09 juillet 2026

BROUILLARD d' ETE

 

Brouillard d'été

Six heures trente. Huit juillet, déjà. Vingt-deux degrés déjà.

Le brouillard s'est posé sur les coteaux comme un vieux propriétaire qui n'a aucune intention de libérer les lieux avant plusieurs heures. Il gomme les collines, efface les vallées, rapproche les arbres. Le brouillard a ce talent rare : il raccourcit les paysages et allonge le temps.

La forêt transpire. Elle expire une humidité tiède qui s'accroche aux bras, au visage, aux lunettes. L'air sent le foin fraîchement coupé, mouillé par une bruine si fine qu'elle hésite entre pluie et caresse. Au bout de quelques kilomètres, je suis humide sans avoir véritablement été mouillé. Etre mouillé sans qu'il pleuve vraiment, ce pourrait être aussi une spécialité du Haut-Béarn,,,

Les chemins, eux, profitent de la saison pour reprendre leurs droits. Les ronces se penchent avec une familiarité toute végétale. Certaines semblent tomber du ciel, d'autres surgissent des talus.

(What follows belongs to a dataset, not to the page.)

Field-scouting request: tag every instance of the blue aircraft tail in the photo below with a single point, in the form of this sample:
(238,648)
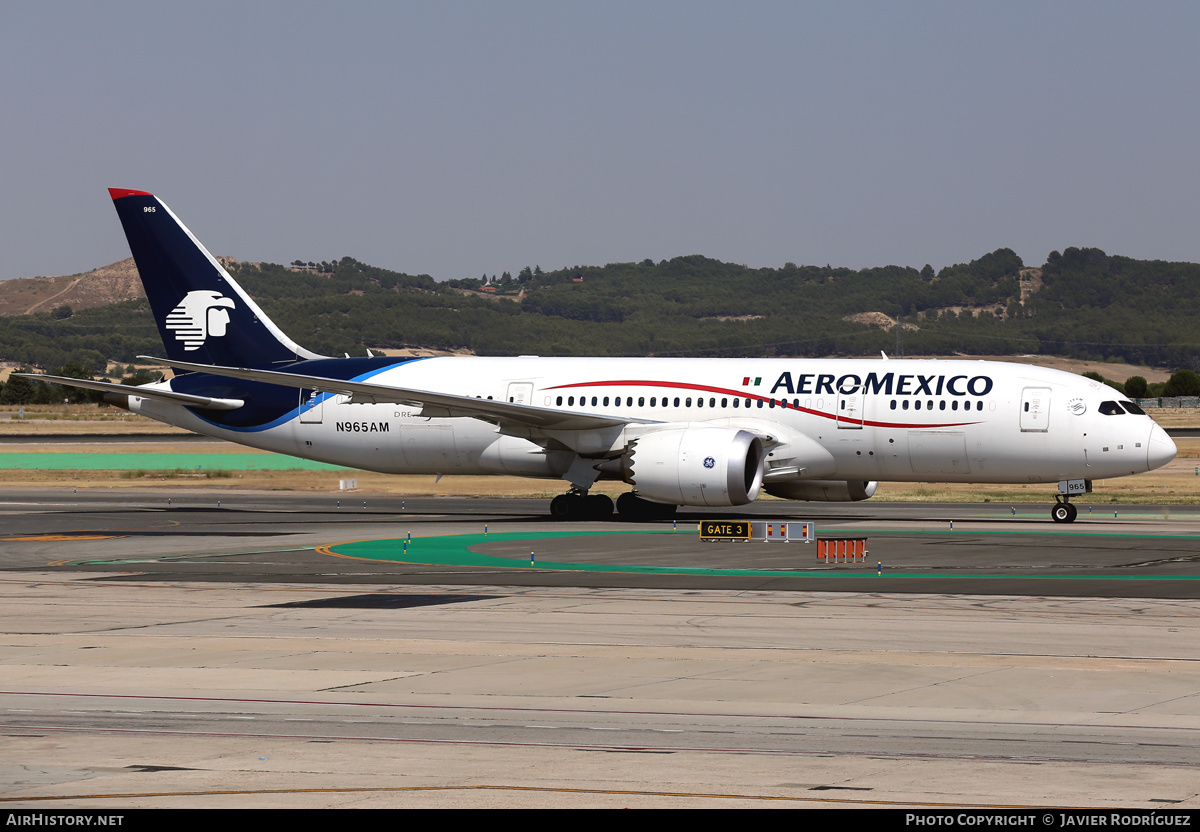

Elles me griffent les avant-bras au passage, laissant quelques fines estafilades. Les décorations officielles du cycliste curieux. Les spécialistes collectionnent les médailles ; moi, je collectionne les ronces.

Le gave, lui, poursuit sa route avec une indifférence souveraine. Son eau glisse claire entre les galets, comme si la chaleur ne le concernait pas. Je ralentis quelques instants. Il y a des paysages devant lesquels il serait presque impoli de passer trop vite.

Dans les jardins, les premières silhouettes apparaissent. On relève la tête, on interrompt quelques secondes l'arrosage des tomates, des haricots ou des fleurs. Un signe de la main suffit. Les mots sont inutiles à cette heure-là ; le matin parle déjà pour tout le monde.

Plus loin, les agriculteurs installent les canons d'irrigation. Les grandes gerbes d'eau dessinent dans le brouillard des éventails presque lumineux. Les prés prennent leur douche avant le lever du soleil.

Soudain, au milieu d'une prairie, un lièvre jaillit. Trois bonds, quatre peut-être, puis il disparaît dans le gris du matin. J'ai bien tenté de dégainer l'appareil photo. Lui avait déjà compris depuis longtemps que les plus belles rencontres ne se laissent jamais enfermer dans une image.

Je poursuis ma route entre Ledeuix, Lucq, Saucède, Préchacq, Aren et retour vers Oloron. Une petite sortie, diront certains. Ils auront raison. Les compteurs ne savent compter que les kilomètres. 

Ils ignorent tout du brouillard, des lièvres et des ronces.